In the Instagram post, Marx wrote: “Spinocerebellar ataxia (SCA6). After waiting months for genetic test results, I met with the neurologist on Friday. S*** news. Diagnosis. A few tears as Keith took over the conversation. F*** huh!”
The post continued:
I’m feeling grateful for my physical body in its current state right now, before neurological degeneration tries to take something away from me. All the cheers for sex and skinny dipping and hiking and painting and eating and bad dancing and horrible conversations in bars.
Actually very thankful. Many have worse diagnoses. Just something to process. A lot to do.

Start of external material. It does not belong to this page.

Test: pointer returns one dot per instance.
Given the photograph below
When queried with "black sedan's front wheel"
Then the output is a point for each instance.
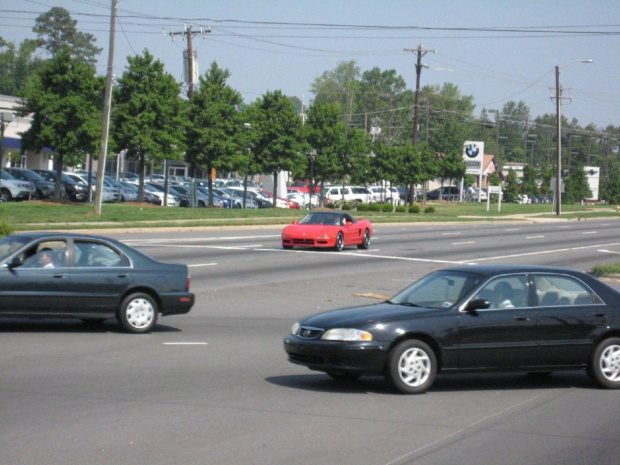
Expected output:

Responding to a comment writer on her Instagram thread, Marx wrote, “I’ve joined an amazing support group. I rather struggle with the fact that there is not much research on this disease!”
Another commenter wrote: “I don’t know you personally but your post had an impact. I wanted to reach out (with compassion) but also keep moving with positivity—mind over matter; keep eating well; Focus on your breath and do more yoga. A diagnosis doesn’t have to define you – and you are a beauty with so much life in you ❤️”
The condition causes “progressive problems with movement”
According to Medline Plus, Spinocerebellar Ataxia Type 6 (SCA6) “is a condition characterized by progressive movement problems. People with this condition initially have problems with coordination and balance (ataxia).”
According to the website, “Other early signs and symptoms of SCA6 include speech difficulties, involuntary eye movements (nystagmus) and double vision. Over time, people with SCA6 can develop loss of coordination in their arms, tremors, and uncontrolled muscle tension (dystonia).”
The website adds: “Signs and symptoms of SCA6 typically begin in a person’s 40s or 50s, but can appear at any time from childhood through late adulthood. People with this disorder may need walking or mobility aids later in life.”
According to Who.com, The disorder is part of “a group of inherited brain disorders that affect the cerebellum (part of the brain that controls coordination and physical movement)”.